Growing up together, but separated by four years, we probably had the typical big brother-little brother relationship. We fought and wrestled and played together, and shared everything. And I could always count on Jeff to be the protective big brother when I needed reinforcements. Our personalities, though, were as different as day and night, and yet we seemed not to notice or be bothered by the differences. He was by far the smarter, always among the top students in his class, always willing to do the extra work needed to achieve the highest grades and win the prizes and awards. I, on the other hand, found that my interests didn't always coincide with the subjects taught in school, and would spend more time on that which aroused my curiosity. I did what was necessary to earn acceptable grades -- high enough to prevent parental interference -- but I was never a candidate for valedictorian. I suppose our mother understood us best. She once said, "Jeff's the smart one, who wants to please others; but Dana's the clever one who wants to please himself." I'm still not sure if that was a compliment or a criticism.
Our dad, John McCarthy, and Jeff at West Point on graduation day - June 1962
Dana (me), our Mom, and Jeff - Summer 1963 at home in Chatham on Cape Cod
Jeff went to West Point, graduating in 1962, and after a year at Georgetown University, I went to Annapolis, graduating in 1967. Because my grandfather and father both served in the Army, I suppose I was a bit of a black sheep who broke with tradition. But Jeff and I never saw it that way and were proud of each other's service. Our only serious disagreement came on the day of the Army-Navy game.

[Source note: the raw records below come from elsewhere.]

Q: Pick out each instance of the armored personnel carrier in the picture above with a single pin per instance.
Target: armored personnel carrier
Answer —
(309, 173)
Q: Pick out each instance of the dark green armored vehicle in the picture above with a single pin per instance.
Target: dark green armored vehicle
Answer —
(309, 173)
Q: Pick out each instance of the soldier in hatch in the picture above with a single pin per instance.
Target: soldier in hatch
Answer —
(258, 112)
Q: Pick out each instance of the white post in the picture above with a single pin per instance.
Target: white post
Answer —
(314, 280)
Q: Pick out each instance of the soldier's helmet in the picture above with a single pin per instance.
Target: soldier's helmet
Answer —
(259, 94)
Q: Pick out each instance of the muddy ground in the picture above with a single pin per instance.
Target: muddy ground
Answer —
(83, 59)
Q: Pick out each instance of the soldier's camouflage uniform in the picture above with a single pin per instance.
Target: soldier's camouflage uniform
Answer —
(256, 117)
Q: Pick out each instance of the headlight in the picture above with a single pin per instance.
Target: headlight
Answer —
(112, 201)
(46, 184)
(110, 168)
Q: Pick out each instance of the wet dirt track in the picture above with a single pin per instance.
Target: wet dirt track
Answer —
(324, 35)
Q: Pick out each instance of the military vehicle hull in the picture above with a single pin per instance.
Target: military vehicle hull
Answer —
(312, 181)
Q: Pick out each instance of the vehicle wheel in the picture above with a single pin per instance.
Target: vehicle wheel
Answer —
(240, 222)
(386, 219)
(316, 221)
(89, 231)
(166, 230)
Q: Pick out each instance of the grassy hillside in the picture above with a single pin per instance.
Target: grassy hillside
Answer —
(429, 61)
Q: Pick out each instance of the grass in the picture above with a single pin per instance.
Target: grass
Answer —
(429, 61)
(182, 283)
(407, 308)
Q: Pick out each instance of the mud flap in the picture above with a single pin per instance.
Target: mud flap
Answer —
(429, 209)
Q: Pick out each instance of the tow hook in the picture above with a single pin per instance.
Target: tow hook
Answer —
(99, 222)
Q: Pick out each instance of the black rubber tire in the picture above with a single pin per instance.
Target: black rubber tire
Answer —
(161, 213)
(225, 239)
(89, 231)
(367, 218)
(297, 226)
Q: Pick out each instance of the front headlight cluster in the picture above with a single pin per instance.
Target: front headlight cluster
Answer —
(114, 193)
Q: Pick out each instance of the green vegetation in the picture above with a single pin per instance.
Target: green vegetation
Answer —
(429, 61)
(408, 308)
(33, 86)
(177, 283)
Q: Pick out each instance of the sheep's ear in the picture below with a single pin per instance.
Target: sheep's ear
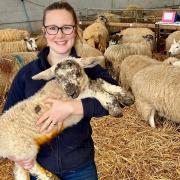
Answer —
(90, 61)
(46, 75)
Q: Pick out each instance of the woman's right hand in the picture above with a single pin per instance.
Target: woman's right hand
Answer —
(26, 164)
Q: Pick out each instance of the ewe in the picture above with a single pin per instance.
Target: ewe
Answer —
(20, 136)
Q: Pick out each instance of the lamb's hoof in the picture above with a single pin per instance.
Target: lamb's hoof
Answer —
(115, 111)
(127, 101)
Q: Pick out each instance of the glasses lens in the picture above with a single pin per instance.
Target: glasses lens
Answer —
(52, 30)
(67, 29)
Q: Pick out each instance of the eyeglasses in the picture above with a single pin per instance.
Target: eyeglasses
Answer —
(53, 30)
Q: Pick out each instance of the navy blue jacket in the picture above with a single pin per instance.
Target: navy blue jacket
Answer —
(73, 148)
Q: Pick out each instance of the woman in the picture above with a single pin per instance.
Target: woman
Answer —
(71, 154)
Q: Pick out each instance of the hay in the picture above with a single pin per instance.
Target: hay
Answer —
(128, 148)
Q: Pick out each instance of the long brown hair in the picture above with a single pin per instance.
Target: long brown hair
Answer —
(58, 6)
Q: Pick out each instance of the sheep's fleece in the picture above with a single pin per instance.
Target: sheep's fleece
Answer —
(19, 134)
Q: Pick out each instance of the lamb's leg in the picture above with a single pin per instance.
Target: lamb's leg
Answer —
(91, 42)
(147, 111)
(124, 98)
(20, 173)
(41, 173)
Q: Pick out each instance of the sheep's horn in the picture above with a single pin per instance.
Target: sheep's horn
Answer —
(46, 75)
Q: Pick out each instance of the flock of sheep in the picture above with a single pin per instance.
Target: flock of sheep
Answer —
(153, 85)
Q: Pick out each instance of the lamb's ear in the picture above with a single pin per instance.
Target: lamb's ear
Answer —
(46, 75)
(90, 62)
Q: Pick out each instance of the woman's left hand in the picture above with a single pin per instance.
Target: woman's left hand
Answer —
(59, 110)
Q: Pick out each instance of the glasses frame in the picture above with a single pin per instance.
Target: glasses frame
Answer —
(60, 28)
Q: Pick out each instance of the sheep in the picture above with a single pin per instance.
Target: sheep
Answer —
(19, 134)
(137, 31)
(134, 63)
(115, 54)
(97, 34)
(172, 39)
(17, 46)
(13, 35)
(174, 49)
(130, 66)
(156, 89)
(83, 49)
(9, 66)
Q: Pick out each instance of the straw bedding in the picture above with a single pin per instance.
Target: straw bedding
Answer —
(128, 148)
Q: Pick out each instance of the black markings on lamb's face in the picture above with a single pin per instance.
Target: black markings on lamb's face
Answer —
(69, 74)
(148, 37)
(37, 109)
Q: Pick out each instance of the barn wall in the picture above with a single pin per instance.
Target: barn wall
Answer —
(15, 12)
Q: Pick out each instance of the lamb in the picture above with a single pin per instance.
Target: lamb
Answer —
(171, 39)
(97, 34)
(19, 134)
(156, 89)
(17, 46)
(115, 55)
(13, 35)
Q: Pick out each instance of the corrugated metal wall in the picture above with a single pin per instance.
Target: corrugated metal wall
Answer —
(15, 12)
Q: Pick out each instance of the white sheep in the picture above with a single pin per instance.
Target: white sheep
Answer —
(130, 66)
(19, 134)
(134, 63)
(174, 49)
(83, 49)
(115, 55)
(97, 34)
(27, 44)
(171, 39)
(13, 35)
(156, 89)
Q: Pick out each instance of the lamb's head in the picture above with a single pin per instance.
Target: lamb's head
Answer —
(31, 43)
(102, 19)
(70, 74)
(148, 37)
(174, 49)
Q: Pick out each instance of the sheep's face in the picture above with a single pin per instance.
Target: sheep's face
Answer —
(70, 75)
(31, 44)
(175, 49)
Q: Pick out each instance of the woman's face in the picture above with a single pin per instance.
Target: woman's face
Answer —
(59, 43)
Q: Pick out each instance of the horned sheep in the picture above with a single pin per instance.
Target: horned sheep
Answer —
(7, 35)
(18, 46)
(156, 89)
(97, 34)
(19, 134)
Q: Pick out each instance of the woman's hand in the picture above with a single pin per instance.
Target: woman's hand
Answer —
(26, 164)
(59, 111)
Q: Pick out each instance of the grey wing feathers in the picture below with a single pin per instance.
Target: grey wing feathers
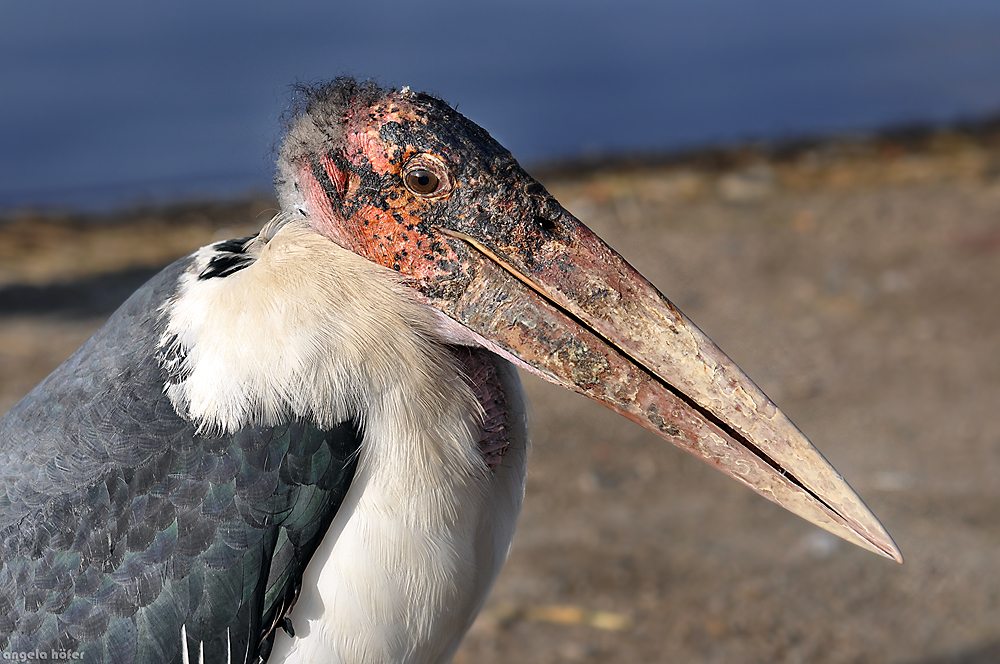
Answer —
(127, 537)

Jeff's sudden death from heart failure shortly before his 69th birthday came as a shock to me, especially since I'd always assumed he'd outlive me. I know that sounds strange since Jeff was almost four years older, but to me he'd always seemed healthier, at least until his last few years when his health began to deteriorate. Although his decline during those final years was evident, I didn't realize how ill he was. I suppose that's not uncommon: the failure to recognize and accept that one we love is near death. Based on some of our last conversations, I suspect Jeff knew he was approaching the end of his life. I just didn't realize it until later, when I played those conversations back in my mind. 

If I learned anything from Jeff's death it's that we should treasure every moment we have with those we love. Indeed, as Pope Francis is fond of reminding us, we should treasure every person we encounter, every child of God, and recognize the presence of Jesus Christ within them. That's a hard lesson to learn and put into practice.

Rest in peace, big brother, I'll see you again soon enough.